Most of the money that the Windows OS brings in is from corporate sales.
Considering how difficult it can be to get these kinds of users to upgrade
(think of how many businesses still use the no longer supported Windows XP) I
think this might be Microsoft paving the way to convert more corporate users
to a subscription based arrangement.

I don't necessarily think this means that home users will be switched over to
a subscription to "windows as a service" because Microsoft really isn't losing
any money from these customers. The cost of the Windows OS was paid by the
computer manufacturer and upgrading windows to the newest version is an easy
way to make sure out of date computers show their age and get replaced, aka
more oem os sales.

------
ivraatiems
It's good that there's little indication here that Windows is switching to a
paid subscription model for home users.

What's not good is that the rest of the subscription rhetoric is still there.
I already let Microsoft screw with my system through Windows Update, because
it's necessary; a lot of the other behaviors of other subscription systems
(creative cloud is a big example) are things I cannot tolerate in an OS. Stuff
like shutting off after X days without Internet access, pushing big changes
without warning that I didn't ask for, and so on.

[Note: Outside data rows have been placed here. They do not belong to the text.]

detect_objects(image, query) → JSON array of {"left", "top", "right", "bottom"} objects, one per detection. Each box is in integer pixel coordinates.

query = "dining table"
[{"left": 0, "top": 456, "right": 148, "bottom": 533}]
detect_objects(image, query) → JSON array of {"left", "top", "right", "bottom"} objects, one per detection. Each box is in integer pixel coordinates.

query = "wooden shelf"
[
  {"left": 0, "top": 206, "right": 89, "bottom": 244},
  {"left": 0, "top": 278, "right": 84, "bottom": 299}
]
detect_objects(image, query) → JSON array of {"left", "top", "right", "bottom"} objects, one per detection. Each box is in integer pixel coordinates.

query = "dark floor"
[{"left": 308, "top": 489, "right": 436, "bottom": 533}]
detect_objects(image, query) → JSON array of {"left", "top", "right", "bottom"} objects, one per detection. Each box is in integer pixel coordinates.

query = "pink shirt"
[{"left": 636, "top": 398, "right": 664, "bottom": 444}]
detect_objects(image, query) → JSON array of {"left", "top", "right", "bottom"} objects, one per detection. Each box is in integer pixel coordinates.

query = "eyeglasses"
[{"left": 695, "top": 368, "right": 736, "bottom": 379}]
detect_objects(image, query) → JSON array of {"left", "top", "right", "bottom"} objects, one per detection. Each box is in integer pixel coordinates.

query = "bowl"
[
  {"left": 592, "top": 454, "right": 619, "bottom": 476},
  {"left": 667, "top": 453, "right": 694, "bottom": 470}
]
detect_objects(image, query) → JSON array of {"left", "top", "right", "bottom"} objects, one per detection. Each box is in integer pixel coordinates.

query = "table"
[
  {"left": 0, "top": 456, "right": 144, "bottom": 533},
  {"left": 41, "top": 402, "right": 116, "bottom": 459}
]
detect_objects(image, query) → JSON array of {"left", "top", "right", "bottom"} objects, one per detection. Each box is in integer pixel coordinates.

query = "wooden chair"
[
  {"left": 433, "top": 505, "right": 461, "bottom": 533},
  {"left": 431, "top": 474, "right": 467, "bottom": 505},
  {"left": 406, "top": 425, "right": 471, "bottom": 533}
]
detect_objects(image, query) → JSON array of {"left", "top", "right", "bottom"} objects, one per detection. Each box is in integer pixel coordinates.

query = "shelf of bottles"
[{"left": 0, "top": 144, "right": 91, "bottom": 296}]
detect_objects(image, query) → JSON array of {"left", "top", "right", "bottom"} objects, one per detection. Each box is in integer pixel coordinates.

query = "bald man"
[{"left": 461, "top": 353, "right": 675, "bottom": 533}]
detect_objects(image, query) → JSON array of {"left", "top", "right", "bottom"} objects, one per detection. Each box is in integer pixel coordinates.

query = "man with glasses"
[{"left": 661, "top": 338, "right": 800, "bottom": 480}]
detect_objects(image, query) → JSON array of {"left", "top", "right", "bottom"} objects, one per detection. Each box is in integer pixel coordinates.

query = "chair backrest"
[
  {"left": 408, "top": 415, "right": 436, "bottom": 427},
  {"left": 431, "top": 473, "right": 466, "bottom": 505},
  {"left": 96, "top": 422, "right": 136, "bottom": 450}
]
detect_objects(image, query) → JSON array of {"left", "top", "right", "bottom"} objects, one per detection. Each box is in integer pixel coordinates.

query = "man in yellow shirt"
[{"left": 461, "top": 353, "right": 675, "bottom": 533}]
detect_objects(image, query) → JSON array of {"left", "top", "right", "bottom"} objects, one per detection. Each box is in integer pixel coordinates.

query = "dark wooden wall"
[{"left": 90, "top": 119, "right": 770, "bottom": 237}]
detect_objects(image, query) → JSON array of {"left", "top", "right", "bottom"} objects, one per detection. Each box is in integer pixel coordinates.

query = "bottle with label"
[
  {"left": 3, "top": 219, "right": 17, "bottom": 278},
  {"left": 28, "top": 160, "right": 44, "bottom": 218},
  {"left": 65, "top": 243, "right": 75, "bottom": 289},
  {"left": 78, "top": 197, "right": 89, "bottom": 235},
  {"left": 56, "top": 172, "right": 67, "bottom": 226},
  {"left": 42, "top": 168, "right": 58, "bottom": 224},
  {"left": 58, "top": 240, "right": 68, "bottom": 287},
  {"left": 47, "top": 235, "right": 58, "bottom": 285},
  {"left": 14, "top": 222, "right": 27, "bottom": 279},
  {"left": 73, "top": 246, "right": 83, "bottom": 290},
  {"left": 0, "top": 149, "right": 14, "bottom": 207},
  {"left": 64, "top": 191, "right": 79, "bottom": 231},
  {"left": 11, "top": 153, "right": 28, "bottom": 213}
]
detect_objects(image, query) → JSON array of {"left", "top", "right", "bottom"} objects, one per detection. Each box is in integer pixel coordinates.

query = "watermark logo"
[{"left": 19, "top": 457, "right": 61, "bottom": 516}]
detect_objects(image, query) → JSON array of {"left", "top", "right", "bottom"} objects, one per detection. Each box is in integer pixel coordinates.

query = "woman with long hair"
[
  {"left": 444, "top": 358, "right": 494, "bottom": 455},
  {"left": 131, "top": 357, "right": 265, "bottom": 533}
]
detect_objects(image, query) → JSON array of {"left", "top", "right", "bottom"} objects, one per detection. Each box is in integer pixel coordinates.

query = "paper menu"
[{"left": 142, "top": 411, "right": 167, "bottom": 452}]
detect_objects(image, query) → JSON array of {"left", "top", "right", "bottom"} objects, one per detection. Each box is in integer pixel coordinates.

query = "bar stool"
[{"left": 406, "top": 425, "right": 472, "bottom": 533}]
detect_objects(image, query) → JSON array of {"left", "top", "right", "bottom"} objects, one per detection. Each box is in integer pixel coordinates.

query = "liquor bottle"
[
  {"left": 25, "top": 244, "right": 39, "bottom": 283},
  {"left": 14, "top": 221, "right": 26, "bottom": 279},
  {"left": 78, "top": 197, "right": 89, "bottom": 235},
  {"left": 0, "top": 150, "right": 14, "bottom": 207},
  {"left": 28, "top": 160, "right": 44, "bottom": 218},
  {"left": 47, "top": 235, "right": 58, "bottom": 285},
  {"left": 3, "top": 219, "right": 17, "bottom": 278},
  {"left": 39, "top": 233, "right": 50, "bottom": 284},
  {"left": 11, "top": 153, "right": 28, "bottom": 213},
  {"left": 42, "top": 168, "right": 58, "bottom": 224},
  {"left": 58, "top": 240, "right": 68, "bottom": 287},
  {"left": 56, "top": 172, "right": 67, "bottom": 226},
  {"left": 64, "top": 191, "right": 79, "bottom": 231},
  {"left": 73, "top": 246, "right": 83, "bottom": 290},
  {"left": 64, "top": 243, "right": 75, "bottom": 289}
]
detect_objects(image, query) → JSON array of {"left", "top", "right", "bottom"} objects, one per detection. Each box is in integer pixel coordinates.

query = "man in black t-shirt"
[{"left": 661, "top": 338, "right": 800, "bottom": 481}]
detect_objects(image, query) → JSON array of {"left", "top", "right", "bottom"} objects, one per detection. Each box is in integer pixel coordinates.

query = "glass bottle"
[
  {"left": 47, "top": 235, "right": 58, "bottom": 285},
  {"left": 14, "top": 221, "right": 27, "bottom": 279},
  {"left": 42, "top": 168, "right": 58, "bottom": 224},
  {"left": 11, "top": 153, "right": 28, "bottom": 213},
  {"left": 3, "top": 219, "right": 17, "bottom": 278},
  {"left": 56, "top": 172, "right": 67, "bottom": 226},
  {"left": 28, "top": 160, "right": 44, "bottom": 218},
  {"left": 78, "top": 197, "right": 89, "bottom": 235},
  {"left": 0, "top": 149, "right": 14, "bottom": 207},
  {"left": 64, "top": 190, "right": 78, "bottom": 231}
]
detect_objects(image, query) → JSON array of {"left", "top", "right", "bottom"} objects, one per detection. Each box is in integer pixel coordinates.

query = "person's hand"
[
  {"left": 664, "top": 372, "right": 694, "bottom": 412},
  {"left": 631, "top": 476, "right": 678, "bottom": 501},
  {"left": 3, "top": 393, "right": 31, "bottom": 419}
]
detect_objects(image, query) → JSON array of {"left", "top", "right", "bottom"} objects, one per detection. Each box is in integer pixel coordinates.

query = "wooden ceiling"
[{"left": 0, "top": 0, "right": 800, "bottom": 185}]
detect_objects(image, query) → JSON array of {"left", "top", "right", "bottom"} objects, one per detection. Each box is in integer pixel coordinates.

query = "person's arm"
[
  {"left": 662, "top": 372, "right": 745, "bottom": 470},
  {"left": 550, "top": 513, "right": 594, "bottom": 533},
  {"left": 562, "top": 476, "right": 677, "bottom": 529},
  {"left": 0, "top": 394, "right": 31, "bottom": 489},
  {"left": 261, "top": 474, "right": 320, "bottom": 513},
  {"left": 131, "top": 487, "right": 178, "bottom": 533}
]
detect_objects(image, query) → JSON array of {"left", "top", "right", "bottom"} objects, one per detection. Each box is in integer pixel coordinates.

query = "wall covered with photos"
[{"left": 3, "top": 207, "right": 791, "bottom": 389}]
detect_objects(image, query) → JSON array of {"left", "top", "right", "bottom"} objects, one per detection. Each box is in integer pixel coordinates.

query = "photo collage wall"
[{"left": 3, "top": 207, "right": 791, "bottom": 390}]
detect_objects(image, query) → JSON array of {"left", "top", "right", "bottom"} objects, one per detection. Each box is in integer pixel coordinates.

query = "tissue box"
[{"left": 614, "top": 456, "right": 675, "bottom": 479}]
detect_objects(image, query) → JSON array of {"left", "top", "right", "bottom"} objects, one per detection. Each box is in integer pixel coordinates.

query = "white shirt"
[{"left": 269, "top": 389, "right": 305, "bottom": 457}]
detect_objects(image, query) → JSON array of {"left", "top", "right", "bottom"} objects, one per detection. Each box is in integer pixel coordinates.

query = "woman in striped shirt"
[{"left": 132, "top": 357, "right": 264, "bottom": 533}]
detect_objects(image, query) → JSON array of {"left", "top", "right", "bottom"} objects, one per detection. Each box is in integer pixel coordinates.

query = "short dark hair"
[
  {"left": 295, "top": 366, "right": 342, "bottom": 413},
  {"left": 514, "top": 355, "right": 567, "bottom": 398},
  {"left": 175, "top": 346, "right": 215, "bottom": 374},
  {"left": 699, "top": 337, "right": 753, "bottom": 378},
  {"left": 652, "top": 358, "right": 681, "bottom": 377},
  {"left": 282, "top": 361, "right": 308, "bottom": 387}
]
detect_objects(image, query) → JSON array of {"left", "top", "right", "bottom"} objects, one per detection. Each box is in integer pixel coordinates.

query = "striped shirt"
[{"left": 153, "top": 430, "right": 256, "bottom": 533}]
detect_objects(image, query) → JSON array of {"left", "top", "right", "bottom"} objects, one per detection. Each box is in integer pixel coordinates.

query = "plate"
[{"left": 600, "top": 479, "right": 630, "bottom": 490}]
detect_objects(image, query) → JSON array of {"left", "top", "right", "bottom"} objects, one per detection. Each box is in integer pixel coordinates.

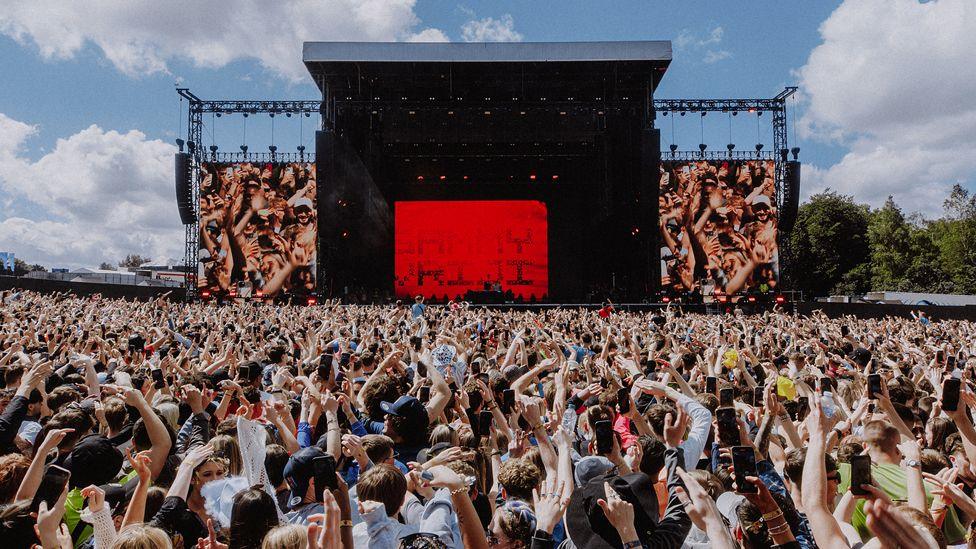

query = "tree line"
[{"left": 782, "top": 185, "right": 976, "bottom": 299}]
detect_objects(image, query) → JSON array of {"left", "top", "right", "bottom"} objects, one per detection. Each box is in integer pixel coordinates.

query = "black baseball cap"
[
  {"left": 380, "top": 395, "right": 427, "bottom": 419},
  {"left": 282, "top": 446, "right": 326, "bottom": 509},
  {"left": 64, "top": 435, "right": 123, "bottom": 488}
]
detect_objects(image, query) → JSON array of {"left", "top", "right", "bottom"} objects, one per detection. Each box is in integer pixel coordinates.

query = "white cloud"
[
  {"left": 673, "top": 26, "right": 732, "bottom": 64},
  {"left": 461, "top": 14, "right": 522, "bottom": 42},
  {"left": 0, "top": 0, "right": 444, "bottom": 81},
  {"left": 0, "top": 113, "right": 183, "bottom": 267},
  {"left": 702, "top": 50, "right": 732, "bottom": 64},
  {"left": 797, "top": 0, "right": 976, "bottom": 216}
]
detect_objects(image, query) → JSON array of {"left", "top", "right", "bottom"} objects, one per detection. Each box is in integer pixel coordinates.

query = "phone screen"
[
  {"left": 850, "top": 455, "right": 871, "bottom": 496},
  {"left": 150, "top": 368, "right": 164, "bottom": 389},
  {"left": 478, "top": 410, "right": 495, "bottom": 438},
  {"left": 868, "top": 374, "right": 882, "bottom": 399},
  {"left": 718, "top": 387, "right": 735, "bottom": 406},
  {"left": 312, "top": 456, "right": 339, "bottom": 501},
  {"left": 705, "top": 376, "right": 718, "bottom": 395},
  {"left": 31, "top": 465, "right": 71, "bottom": 512},
  {"left": 732, "top": 446, "right": 759, "bottom": 494},
  {"left": 594, "top": 420, "right": 613, "bottom": 455},
  {"left": 942, "top": 377, "right": 962, "bottom": 412},
  {"left": 715, "top": 408, "right": 742, "bottom": 446},
  {"left": 617, "top": 387, "right": 630, "bottom": 414},
  {"left": 502, "top": 389, "right": 515, "bottom": 414}
]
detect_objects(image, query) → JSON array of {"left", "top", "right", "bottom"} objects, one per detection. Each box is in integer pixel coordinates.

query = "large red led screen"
[{"left": 394, "top": 200, "right": 549, "bottom": 301}]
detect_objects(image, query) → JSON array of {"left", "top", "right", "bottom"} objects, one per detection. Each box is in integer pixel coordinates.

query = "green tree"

To be fair, Microsoft is doubtlessly aware that those kinds of things would be
a problem. But even if they get around that, the subscription model
crystallizes the developer's leash on proprietary software users in a way that
I find difficult. Even if there was no practical difference between Windows 7
and Windows 10 as a result of a subscription-esque model (for home users), I
would be uncomfortable with switching.